The dosimetry of iodine-123-labeled TISCH: A SPECT imaging agent for the D1 dopamine receptor
Tomography, Emission-Computed, Single-Photon
TISCH is an iodinated D1 specific dopamine receptor antagonist that may be useful as a SPECT imaging agent. This report documents its pharmacological safety in animals and its radiation dosimetry in humans.

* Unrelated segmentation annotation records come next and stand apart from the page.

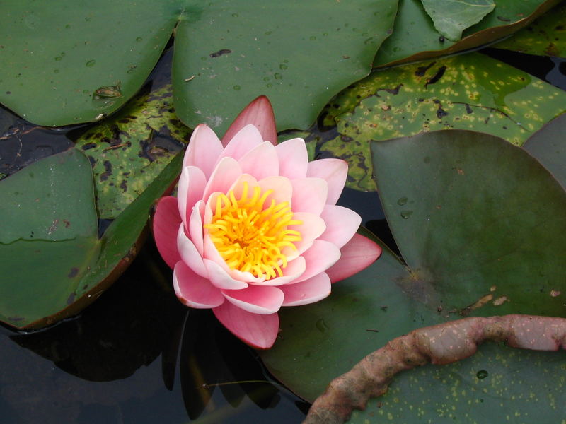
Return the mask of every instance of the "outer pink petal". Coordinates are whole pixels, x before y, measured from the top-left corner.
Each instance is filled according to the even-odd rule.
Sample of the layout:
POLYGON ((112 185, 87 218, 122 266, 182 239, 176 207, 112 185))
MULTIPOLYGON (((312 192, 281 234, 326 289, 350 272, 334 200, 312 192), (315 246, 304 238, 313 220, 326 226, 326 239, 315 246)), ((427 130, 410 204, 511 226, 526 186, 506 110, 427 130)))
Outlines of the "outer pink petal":
POLYGON ((233 278, 224 268, 214 261, 204 259, 204 262, 208 270, 210 282, 215 287, 231 291, 240 291, 248 288, 247 283, 233 278))
POLYGON ((243 290, 223 290, 222 294, 238 307, 260 315, 277 312, 283 303, 283 292, 272 286, 250 285, 243 290))
POLYGON ((318 302, 330 294, 330 279, 322 272, 312 278, 281 287, 285 295, 282 306, 299 306, 318 302))
POLYGON ((260 95, 248 105, 234 119, 222 137, 222 144, 226 146, 238 131, 249 124, 258 128, 265 141, 274 145, 277 143, 277 131, 273 108, 267 98, 260 95))
POLYGON ((207 183, 202 199, 206 201, 215 192, 228 192, 231 185, 241 175, 242 170, 235 159, 222 158, 207 183))
POLYGON ((343 206, 326 205, 320 217, 326 223, 326 230, 318 237, 342 247, 356 233, 362 223, 357 212, 343 206))
POLYGON ((305 250, 313 245, 315 239, 318 238, 326 230, 326 224, 320 216, 308 212, 297 212, 293 215, 293 219, 302 221, 299 225, 289 225, 291 230, 296 230, 301 233, 301 241, 295 242, 296 249, 285 247, 283 253, 289 260, 295 259, 305 250))
POLYGON ((185 234, 185 226, 179 225, 177 233, 177 249, 181 255, 183 261, 193 271, 205 278, 208 278, 208 271, 202 261, 202 257, 197 250, 194 243, 185 234))
POLYGON ((381 247, 369 238, 354 234, 340 252, 338 261, 326 270, 333 283, 347 278, 371 265, 381 254, 381 247))
POLYGON ((229 302, 212 310, 218 320, 231 333, 253 348, 268 349, 279 333, 277 314, 252 314, 229 302))
POLYGON ((291 179, 294 212, 310 212, 320 215, 326 204, 328 184, 322 178, 291 179))
POLYGON ((228 142, 220 158, 232 158, 236 160, 241 159, 246 153, 263 143, 259 130, 253 125, 246 125, 238 131, 228 142))
POLYGON ((316 240, 312 247, 303 253, 306 269, 296 281, 304 281, 326 271, 340 258, 340 250, 335 245, 321 240, 316 240))
POLYGON ((187 166, 183 168, 177 188, 177 201, 179 205, 179 213, 187 230, 192 206, 202 199, 202 193, 206 185, 207 178, 200 168, 195 166, 187 166))
POLYGON ((282 276, 275 277, 271 280, 265 280, 261 283, 256 283, 254 285, 281 285, 282 284, 291 284, 294 283, 295 280, 303 275, 305 269, 306 269, 306 261, 303 257, 299 257, 287 263, 287 266, 282 270, 283 271, 282 276))
POLYGON ((204 215, 204 202, 200 200, 192 208, 192 211, 189 218, 189 234, 190 240, 195 243, 200 256, 204 255, 204 247, 202 238, 202 217, 204 215))
POLYGON ((302 139, 291 139, 275 146, 279 156, 279 175, 287 178, 306 177, 308 153, 302 139))
POLYGON ((253 175, 257 179, 279 175, 279 158, 269 141, 253 148, 238 162, 243 173, 253 175))
POLYGON ((326 203, 336 204, 346 184, 348 164, 342 159, 319 159, 308 163, 307 177, 318 177, 328 183, 328 198, 326 203))
POLYGON ((191 307, 216 307, 224 302, 224 296, 218 288, 195 274, 182 261, 175 266, 173 286, 179 300, 191 307))
POLYGON ((161 257, 171 269, 181 260, 177 249, 177 232, 181 222, 177 199, 172 196, 160 199, 154 215, 154 237, 161 257))
POLYGON ((185 167, 194 165, 200 167, 208 179, 221 153, 222 143, 214 131, 201 124, 192 131, 189 146, 185 153, 183 166, 185 167))

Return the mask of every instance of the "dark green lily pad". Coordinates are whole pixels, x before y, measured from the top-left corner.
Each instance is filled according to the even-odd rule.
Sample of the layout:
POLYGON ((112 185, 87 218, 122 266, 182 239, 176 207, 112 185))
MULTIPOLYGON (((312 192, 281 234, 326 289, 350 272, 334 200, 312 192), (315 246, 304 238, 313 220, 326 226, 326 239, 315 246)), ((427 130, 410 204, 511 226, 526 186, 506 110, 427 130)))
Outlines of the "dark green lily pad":
POLYGON ((308 127, 334 94, 369 73, 397 0, 58 6, 25 0, 4 8, 4 105, 45 126, 99 120, 141 87, 176 26, 177 113, 189 126, 204 122, 221 134, 262 94, 279 129, 308 127))
POLYGON ((566 111, 566 93, 479 53, 376 71, 342 91, 324 124, 338 136, 320 148, 350 163, 349 187, 374 189, 369 143, 444 129, 489 133, 521 145, 566 111))
POLYGON ((116 218, 188 142, 171 86, 139 96, 76 142, 91 160, 101 218, 116 218))
MULTIPOLYGON (((562 260, 566 238, 557 235, 566 232, 566 193, 536 160, 493 136, 459 130, 374 142, 372 149, 383 209, 409 268, 385 250, 370 267, 335 284, 328 299, 282 312, 279 339, 262 358, 276 377, 308 400, 363 356, 415 328, 466 315, 566 316, 562 260)), ((553 368, 537 365, 548 358, 544 354, 484 351, 472 368, 492 375, 484 379, 492 385, 488 394, 500 396, 499 408, 509 415, 516 404, 507 405, 505 399, 514 391, 498 375, 520 382, 519 367, 529 363, 532 374, 525 381, 533 389, 516 386, 525 399, 533 391, 545 392, 548 384, 529 376, 547 369, 559 375, 559 367, 566 366, 563 358, 553 368), (507 367, 504 372, 502 367, 507 367)), ((439 372, 436 367, 424 375, 408 372, 401 384, 417 391, 448 384, 448 377, 439 372)), ((469 371, 463 372, 472 378, 469 371)), ((416 411, 408 411, 409 416, 434 412, 441 418, 454 407, 461 419, 466 419, 461 410, 467 408, 470 420, 492 413, 491 399, 472 400, 468 408, 477 392, 458 386, 466 394, 454 393, 456 384, 445 389, 452 397, 439 398, 427 390, 416 398, 412 392, 402 396, 395 392, 388 405, 399 405, 391 416, 386 411, 386 418, 393 420, 399 407, 416 411), (431 393, 437 408, 408 401, 424 400, 431 393)), ((363 418, 377 413, 372 406, 363 418)))
POLYGON ((566 55, 566 4, 562 3, 512 37, 493 45, 539 56, 566 55))
POLYGON ((421 0, 437 30, 452 41, 462 31, 478 23, 495 7, 492 0, 421 0))
POLYGON ((451 54, 513 34, 543 15, 560 0, 497 0, 494 11, 453 42, 440 34, 419 0, 400 0, 393 33, 376 54, 374 66, 424 60, 451 54))

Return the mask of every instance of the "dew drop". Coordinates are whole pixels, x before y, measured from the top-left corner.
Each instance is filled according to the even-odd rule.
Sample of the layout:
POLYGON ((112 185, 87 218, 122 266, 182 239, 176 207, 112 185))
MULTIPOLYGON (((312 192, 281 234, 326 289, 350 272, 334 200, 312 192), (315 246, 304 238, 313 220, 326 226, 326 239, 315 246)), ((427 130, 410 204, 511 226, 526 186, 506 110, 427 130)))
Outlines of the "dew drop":
POLYGON ((401 218, 403 219, 409 219, 411 215, 412 215, 412 211, 401 211, 401 218))
POLYGON ((489 375, 489 373, 485 370, 480 370, 475 374, 475 377, 477 377, 480 379, 483 379, 484 378, 485 378, 488 375, 489 375))

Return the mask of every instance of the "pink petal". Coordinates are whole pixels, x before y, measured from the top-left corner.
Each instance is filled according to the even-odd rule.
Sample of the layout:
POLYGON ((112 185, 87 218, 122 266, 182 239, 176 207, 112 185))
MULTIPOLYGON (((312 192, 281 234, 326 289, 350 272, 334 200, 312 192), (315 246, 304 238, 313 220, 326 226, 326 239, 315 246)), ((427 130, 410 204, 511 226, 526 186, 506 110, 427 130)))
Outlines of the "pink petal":
POLYGON ((175 266, 173 286, 179 300, 191 307, 216 307, 224 302, 224 296, 219 289, 181 261, 175 266))
POLYGON ((207 179, 210 178, 222 148, 222 143, 214 131, 204 124, 197 125, 190 136, 183 167, 194 165, 200 167, 207 179))
POLYGON ((326 230, 318 237, 342 247, 359 228, 362 218, 357 212, 343 206, 326 205, 320 214, 326 223, 326 230))
POLYGON ((238 162, 243 173, 250 174, 257 179, 279 175, 279 158, 269 141, 253 148, 238 162))
POLYGON ((246 125, 238 131, 226 145, 220 158, 232 158, 239 160, 246 153, 263 143, 259 130, 253 125, 246 125))
POLYGON ((248 105, 234 119, 222 137, 222 144, 226 146, 238 131, 249 124, 258 128, 263 140, 272 144, 277 143, 277 131, 273 108, 267 98, 260 95, 248 105))
POLYGON ((202 217, 204 215, 204 202, 200 200, 192 208, 192 211, 189 218, 189 234, 190 240, 195 243, 195 247, 200 256, 204 255, 204 247, 202 237, 202 217))
POLYGON ((185 234, 185 225, 179 225, 177 233, 177 249, 183 261, 195 273, 205 278, 208 278, 208 271, 202 261, 202 257, 197 250, 194 243, 185 234))
POLYGON ((206 185, 207 178, 202 170, 195 166, 187 166, 183 168, 177 188, 177 201, 179 205, 179 213, 187 230, 192 206, 202 199, 202 193, 206 185))
POLYGON ((333 283, 347 278, 371 265, 381 254, 381 247, 369 238, 354 234, 340 252, 338 261, 326 270, 333 283))
POLYGON ((348 164, 342 159, 319 159, 308 163, 307 177, 318 177, 328 183, 328 198, 326 203, 336 204, 346 184, 348 164))
POLYGON ((242 175, 240 165, 232 158, 222 158, 212 171, 212 175, 204 188, 202 199, 206 201, 216 192, 227 193, 228 190, 242 175))
POLYGON ((320 215, 326 204, 328 184, 322 178, 291 179, 294 212, 310 212, 320 215))
POLYGON ((303 257, 299 257, 287 263, 282 271, 283 276, 275 277, 270 280, 265 280, 260 283, 254 283, 254 285, 281 285, 282 284, 292 284, 295 280, 303 275, 306 269, 306 261, 303 257))
POLYGON ((177 199, 172 196, 160 199, 154 215, 154 237, 161 257, 171 269, 181 260, 177 250, 177 232, 181 222, 177 199))
POLYGON ((265 198, 264 205, 269 205, 272 199, 275 203, 282 201, 289 202, 291 204, 291 199, 293 196, 293 186, 289 178, 285 177, 267 177, 258 182, 258 185, 261 187, 262 194, 267 190, 273 190, 273 192, 265 198))
POLYGON ((308 280, 334 265, 340 258, 340 249, 330 242, 316 240, 302 257, 306 261, 306 269, 297 282, 308 280))
POLYGON ((294 259, 313 245, 315 239, 318 238, 326 230, 326 224, 320 216, 308 212, 297 212, 293 214, 293 219, 302 221, 299 225, 289 225, 291 230, 301 233, 301 241, 294 242, 296 249, 285 247, 283 253, 288 259, 294 259))
POLYGON ((275 146, 279 156, 279 175, 287 178, 306 176, 308 153, 302 139, 291 139, 275 146))
POLYGON ((228 271, 214 261, 204 259, 204 262, 208 270, 210 282, 215 287, 231 291, 241 291, 248 288, 247 283, 233 278, 228 271))
POLYGON ((253 348, 268 349, 279 333, 277 314, 252 314, 229 302, 212 310, 218 320, 234 336, 253 348))
POLYGON ((322 272, 312 278, 281 287, 285 295, 282 306, 299 306, 318 302, 330 294, 330 279, 322 272))
POLYGON ((250 285, 243 290, 223 290, 224 297, 239 308, 267 315, 277 312, 283 303, 283 292, 272 286, 250 285))

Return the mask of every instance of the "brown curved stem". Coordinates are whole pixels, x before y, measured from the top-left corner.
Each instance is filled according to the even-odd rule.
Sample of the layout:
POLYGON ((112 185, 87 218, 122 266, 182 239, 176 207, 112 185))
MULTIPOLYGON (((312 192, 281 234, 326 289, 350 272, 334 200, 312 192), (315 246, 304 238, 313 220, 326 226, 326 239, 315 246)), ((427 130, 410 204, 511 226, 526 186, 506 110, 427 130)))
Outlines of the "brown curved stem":
POLYGON ((532 315, 473 317, 418 329, 389 341, 333 379, 313 404, 304 423, 333 424, 383 394, 400 371, 471 356, 486 340, 535 351, 566 349, 566 319, 532 315))

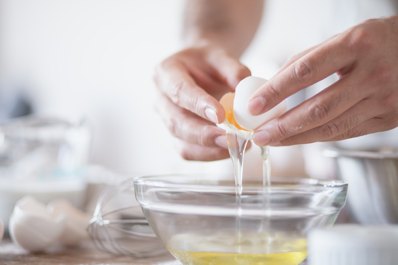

The dose of radiation that 123I-TISCH delivered to seven healthy subjects was estimated with the absorbed fraction technique. Conjugate images of the body were serially acquired for up to 24 hr after the administration of a known amount of activity. The count rates in the organs that could be visualized were measured on each image. These count rates were corrected for attenuation with 123I transmission scans. The doses to the other organs that did not take up enough activity to be visualized on the images were estimated with established models. The dosimetry was calculated for each subject individually before the results were averaged. Rapid biological washout minimizes the radiation exposure to most organs. The dose to the large bowel is limiting in healthy volunteers. The proximal colon receives about 0.67 rad/mCi (180 microGy/MBq) or about 5 rads for every 7.5 mCi of TISCH injected. This low radiation burden should make it feasible to study the D1 dopamine receptor in patients who have neuropsychiatric disorders before and after treatment.